Que diriez-vous à des spectateurs adolescents ?
Germán : Surtout qu'ils n'aient pas peur, que c'est tout à fait normal de se sentir différent et que peu importe ce qu’en disent les autres. Si on est différent, on ne doit pas faire semblant d'être une autre personne. Si les autres préfèrent être distants, qu’ils le soient, sans gêner personne, sans imposer aux autres qu’ils soient ce qu’ils ne veulent pas être. 
Adil: Je dirais la même chose. Ne faites pas ce que vous n’avez pas envie de faire car dans tous les cas, vous le regretterez. Et si vous le sentez vraiment, foncez !

Des projets ?
Germán : J'ai tourné le court-métrage Caminan, réalisé par Mikel Rueda, dans lequel je joue avec Maribel Verdú, il sera présenté autour du 22 septembre au Festival de San Sebastián. Je devrais aussi jouer dans le prochain long-métrage de Mikel.
Adil : J’ai déjà tourné dans plusieurs séries comme De boca en boca, El Príncipe. J’aime aussi jouer au théâtre. Il est prévu que j’interprète un rôle dans la pièce de Shakespeare, Roméo et Juliette. On me propose des rôles de jeunes maghrébins en général mais j’aimerais bien incarner aussi d’autres personnages. Le problème dans le cinéma espagnol actuel c’est qu’il faut faire tomber les barrières. Par exemple, ici en France, les acteurs issus de la quatrième génération peuvent jouer un médecin qui s'appelle Jamal, alors qu'en Espagne, il doit s'appeler Juan ou Carlos. C’est rare de voir un arabe qui joue un policier ou un médecin. On étudie et on travaille dur aussi pour faire avancer les choses à ce niveau-là.
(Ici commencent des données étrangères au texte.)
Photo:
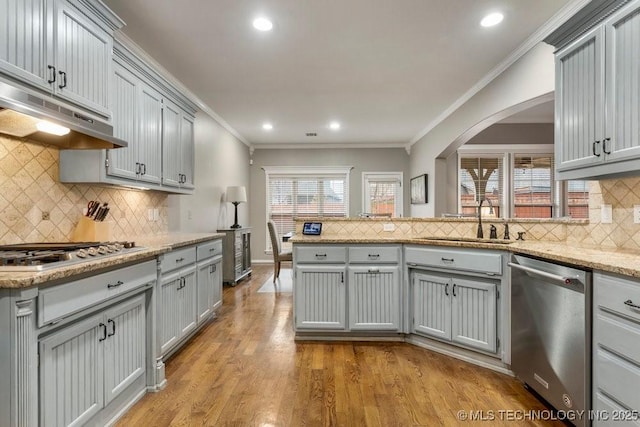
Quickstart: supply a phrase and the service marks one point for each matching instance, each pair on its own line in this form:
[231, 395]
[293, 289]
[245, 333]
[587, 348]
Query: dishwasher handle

Avez-vous envie de travailler en France ?
Germán : J’adorerais ! Sauf que je ne parle pas très bien français ! Il faut que je progresse ! Jouer a été pour moi comme réaliser un rêve, j’ai envie de continuer alors si l’opportunité se présente, il faut la saisir que ce soit en France, en Espagne ou ailleurs !
Adil : Oui, c'est clair, j'adorerais ! Et même tourner dans le monde entier ! C'est mon rêve ! J’ai besoin de tourner sinon je ne me sens pas moi. J’ai eu l’opportunité de tourner en France mais mon français n’était pas assez bon. C’était pour un film qui se tournait entre Lyon et Tanger. Je pouvais parfaitement fonctionner à Tanger parce que je parle l’arabe mais pour la partie française, le niveau demandé était trop élevé. J’ai suivi des cours à l’université de Madrid alors j’espère bien tourner un jour en français. J’y arriverai !
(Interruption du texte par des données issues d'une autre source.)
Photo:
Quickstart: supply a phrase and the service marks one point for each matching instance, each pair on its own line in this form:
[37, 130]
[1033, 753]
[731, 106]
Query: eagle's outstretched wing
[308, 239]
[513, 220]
Quand vous ne tournez pas, que faites-vous ?
Adil : J’ai terminé les arts dramatiques après quatre ans d’études et je participe à des séminaires dispensés par des professeurs reconnus dans le monde entier. C'est parfois quinze jours de cours intensifs, six à huit heures de cours par jour. C’est un rythme très difficile à suivre mais c’est un effort très enrichissant. Il y a beaucoup d’acteurs qu’on ne connait pas, qui ne travaillent pas, alors on doit travailler dur pour progresser.
Germán : Depuis Fronteras, j'ai commencé à suivre des cours de théâtre dans une école d'art dramatique à Bilbao. Et maintenant, comme je viens d’avoir mon bac, je déménage à Madrid pour compléter au mieux ma formation d’acteur.

Merci Adil et Germán pour votre interprétation et nous vous souhaitons une belle carrière!